I’m lucky my Francois is so resilient. I don’t know how he puts up with me most days. ”
“Sounds like being a cop,” I mumbled, trying to remember the last time I slept a full eight hours or managed an uninterrupted weekend off.
Niomi lifted her head and met my gaze pityingly.
“I’m sure you work very hard, Detective.
It’s not a competition. If anything, you understand better than most what I’m talking about.
It’s easy to lose yourself in the stress of the job.
Tempers fray. Nerves burn. It’s easy to become mechanical and dispassionate.
It’s self-preservation, in a way. Navid fell into this trap a few years ago, mid-pandemic.
He lost himself to the stress and never fully recovered. ”
“Can you explain what you mean?” Rue asked.
Niomi stared at her exposed feet, swathed in sweaty and stained socks, bending and flexing her toes.
“Navid often forgot that our patients were human beings, sick or suffering, and looking for our help. To him, they became nothing more than products on a conveyor belt in a rundown factory where quality control went out the window ages ago. He showed little compassion. He shuffled people out the door as fast as they came in. He lost his wife as a result. He lost friends. I don’t see how any of this matters.
Navid’s not here to defend himself, and even though I didn’t agree with how he did things, it feels wrong talking about him like this. ”
“I understand.” Rue locked gazes with me from across the room. Despite her expressionless features, much was translated in the brief exchange.
My partner had also been accused of being too clinical at times, too uncaring and cold, but those descriptors were nothing more than the outer shell of who she was.
Rue had once explained it was part of her Asian upbringing.
Social introversion wasn’t unusual in first-generation immigrants, and Rue had described her parents as emotionally avoidant, encouraging her to be goal-oriented above all else.
Making friends was less important than securing a career and establishing oneself in society.
For her, connecting emotionally was a skill that required effort.
She was capable, but it made her uncomfortable.
Having worked with Rue for a while, I’d learned to read the subtext etched in the depths of her fathomless dark eyes, and Rue was asking me to take over.
I crossed the room and shuffled a few magazines aside to sit on the edge of a short coffee table.
“Ms. Allard, I understand your feelings. I respect that you don’t want to talk ill of the dead, but it’s imperative we ask these questions for our investigation.
Can you think of anyone who might have recently upset Navid?

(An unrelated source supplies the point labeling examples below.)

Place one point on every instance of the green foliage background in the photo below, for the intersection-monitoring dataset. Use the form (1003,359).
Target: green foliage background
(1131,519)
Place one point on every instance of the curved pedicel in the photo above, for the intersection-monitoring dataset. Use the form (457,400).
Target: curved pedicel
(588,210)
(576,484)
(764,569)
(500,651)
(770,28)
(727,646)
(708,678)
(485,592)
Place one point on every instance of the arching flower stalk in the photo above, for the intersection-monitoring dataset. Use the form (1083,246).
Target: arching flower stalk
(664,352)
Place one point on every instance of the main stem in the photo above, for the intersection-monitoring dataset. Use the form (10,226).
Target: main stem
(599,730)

Do you recall seeing him in confrontation with anyone?
Did you witness an argument? With a colleague, perhaps.
A patient. Maybe he mentioned a tiff with a friend or a neighbor. ”
Niomi’s soft laugh was drenched in sorrow.
“I can name about a dozen from the past week alone. Don’t you see, Detective?
Navid was not loved. He was tolerated. We nurses were constantly smoothing ruffled feathers and de-escalating tempers.
It was constant and exhausting. Even his ex-wife had problems with him.
She was in and out of here regularly for one reason or another.
Those two were oil and vinegar. Always fighting. ”
Rue and I exchanged a glance. This did not bode well for our investigation.